Called By Name
I am quite fond of those times when my ordinary experience becomes a spiritual experience. It always comes as a surprise. I don’t think there is anything special I do to make it happen. Rather, I think it is more like grace---like a gift. Perhaps all I bring to the experience is some awareness and, then, the ability to interpret the ordinariness in a spiritual fashion. I am always grateful.
One such experience just happened to me. As an experience, it was quite simple. In fact, it was so simple, it would be easy to overlook and completely miss. Now that I know it also is a spiritual experience, I would be very sad to have missed it. But of course, if I had not recognized it, I would not have any occasion to miss it. I would only be poorer for having missed it.
Let me share the brief, simple experience. It was late in the afternoon and I was out for a run. Even after all these years of sitting around for most of the day, I still like to go out late in the afternoon. It is a relief to head outside and enjoy the weather. Of course, not all days are created equal when it comes to weather. When you live in the Midwest, it gets cold and hot. It rains and snows. But I go out most days.
My normal route takes me through the campus and on to the wonderful Metroparks system that surrounds a rather expansive area around our metropolitan region. I had my run through the park and was heading back to get a shower and settle in for the evening. I had slowed to a walk, as I began to cross campus. I was not thinking about anything specific. In fact, I have no recollection what I was thinking. I don’t have serious thoughts when I am exercising. To my knowledge, I have never had a spiritual high.
When you run or walk outside, there are typically many kinds of noises. Occasionally, I am aware of birds. To be sure, there inevitably are cars, trucks and, too often, loud motorcycles. There are countless other noises of which I was mostly unaware. I don’t think I was aware of any particular sound or noise. I was simply finishing off the run by walking the short way to the place where my car was parked.
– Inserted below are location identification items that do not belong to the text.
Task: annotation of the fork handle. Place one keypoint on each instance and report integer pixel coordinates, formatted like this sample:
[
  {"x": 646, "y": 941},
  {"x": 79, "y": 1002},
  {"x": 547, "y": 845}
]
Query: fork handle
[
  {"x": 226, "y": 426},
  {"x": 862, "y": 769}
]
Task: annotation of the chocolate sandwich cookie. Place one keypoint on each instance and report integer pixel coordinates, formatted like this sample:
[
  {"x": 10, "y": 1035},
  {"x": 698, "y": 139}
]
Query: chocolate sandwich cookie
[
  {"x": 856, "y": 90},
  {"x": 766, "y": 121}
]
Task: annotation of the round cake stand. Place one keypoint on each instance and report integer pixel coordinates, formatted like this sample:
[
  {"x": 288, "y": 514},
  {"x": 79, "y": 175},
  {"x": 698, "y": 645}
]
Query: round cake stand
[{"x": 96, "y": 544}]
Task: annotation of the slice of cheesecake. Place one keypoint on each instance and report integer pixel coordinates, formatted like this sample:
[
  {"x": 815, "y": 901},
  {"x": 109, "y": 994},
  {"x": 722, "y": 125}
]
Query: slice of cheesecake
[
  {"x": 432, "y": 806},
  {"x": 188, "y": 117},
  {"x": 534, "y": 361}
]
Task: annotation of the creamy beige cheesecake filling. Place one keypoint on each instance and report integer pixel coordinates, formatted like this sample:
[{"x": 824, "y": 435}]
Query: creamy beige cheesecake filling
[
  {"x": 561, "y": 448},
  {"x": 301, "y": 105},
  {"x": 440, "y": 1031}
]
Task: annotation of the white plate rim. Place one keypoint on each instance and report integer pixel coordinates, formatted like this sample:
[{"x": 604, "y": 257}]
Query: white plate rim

Then I somehow became aware of a particular sound. I distinctly heard it at least twice before I honed in on it. At some point, I was aware the sound was pronouncing my name, “Alan.” I heard it again. “Alan” I turned slightly and off to my right I could barely make out a figure standing beside and slightly behind a fair size bush or small tree. It was a friend of mine with his left hand held high, waving in my direction. It was a friend greeting me.
I waved back. My heart was warmed. I was touched by his show of attention and affection. It was an ordinary experience: one friend greeting another. But it gradually became so much more than that. As I finished my walk, I reflected on this ordinary experience becoming so much more than that. I felt like the luckiest guy in the world. Of all the people in the world, I had been singled out, recognized and engaged. I mattered to someone.
I had a friend---a pal. This experience was slowly becoming a spiritual experience. Through my understanding and interpretation it was becoming bigger and, even, more profound. I was beginning to see that my friend was God-like. One of my favorite images for God is Friend. One of the ways I like to portray God’s work in the world is to understand God going around making friends with us. My simple experience was giving me a chance for some theological insight.
My friend standing beside the bush or tree became God-like because that is how I understand God. I suspect that most of us do not encounter God directly. Most of us are not walking down the sidewalk and discover God immediately, right in front of us. More often, I suspect, God is off to the side of our ordinary lives---standing there calling us out of the noise of our lives.
It is so easy to miss that distinct sound. How do we begin to differentiate that particular sound---often the sound of our name---from the humdrum of the noise of our ordinary life? It helps to know that God is always there in our lives---even if it is off to the side. It is reassuring to know that God calls our specific name. In his God-like action my friend was calling my name, “Alan.”
In his gesture I was recognized, affirmed and assured that all was well. It was a great gift. I am convinced God goes about the world wanting to send each of us that same message. The good news is it can happen in the midst of our ordinariness. It is a grace---a gift. God called my name. God calls your name, too.